昨日の続きで、「愛」って本来は見えないどころか存在しないものなんじゃないかと疑いはじめている。それを言ったら「恋」も「希望」も「幸福」もみんなそうなんだけど、「愛」が特に乱暴だなぁと思うのは、自分一人だけでは完結しないような複雑な感情、思いである場合もあるのに、そういう時にもそれが「愛」であると言い切ってしまうこと。


「恋」「希望」「幸福」なんかは、相手とか周りの状況とかに関わらず、自分が「これは恋/希望/幸福である」と主張すれば周りは認めることができる。「愛」は違う。例えば「こんなに愛しているのに」と言ってしまうケースは、自分一人で完結していないことの表れだと思う。多分そこにあるのは「愛」ではなく「欲」とか「願望」とかなんだけど、自分が「愛」だと信じたいがために「愛している」とか言ってみて、でも相手が同じように愛してくれていないから「愛がない」と嘆くことになる。


最近は、「愛」というのは個体同士の間に成り立つものというよりは、漠然と漂っている空気のようなものなんじゃないかと思っている。私からあなた(またはあなたから私)への矢印ではなく、「私が(あなたといる時に)纏っている空気」みたいな。しかも、それは当事者だけが独占するのではなく、周囲と共有できる空気。自分一人しかそこにいなくても纏える。だから街中で見つめ合ってるカップルの周りに漂っているやつじゃなくて(あれは独占されてるので単なる「メラメラ燃え上がっている恋」みたいなものかな)、楽しそうな家族とか、リラックスしている動物とかから感じる雰囲気。オーラ。あれが私が感じる「愛」に近い。

 

でも、それすら本当は存在しないのかもしれない。
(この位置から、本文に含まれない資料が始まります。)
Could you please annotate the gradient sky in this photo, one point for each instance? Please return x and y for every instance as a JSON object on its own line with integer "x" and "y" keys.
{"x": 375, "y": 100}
なくても困らない。


自分と、自分が好きな対象や所有したい対象との繋がりを確かなものにしたくて「愛」という概念が生まれただけで、実際はそんなものないと信じてた方が自由だし楽でいられる気がする。

これまで数々の芸術作品で描かれてきた男女や親子間の「愛」は、「愛」という名の別のものだと思うと、もう愛ってなんだとか真実の愛とか純愛とか考えなくて済む。


私が今年に入ってから漠然と考えているのは、そういうこと。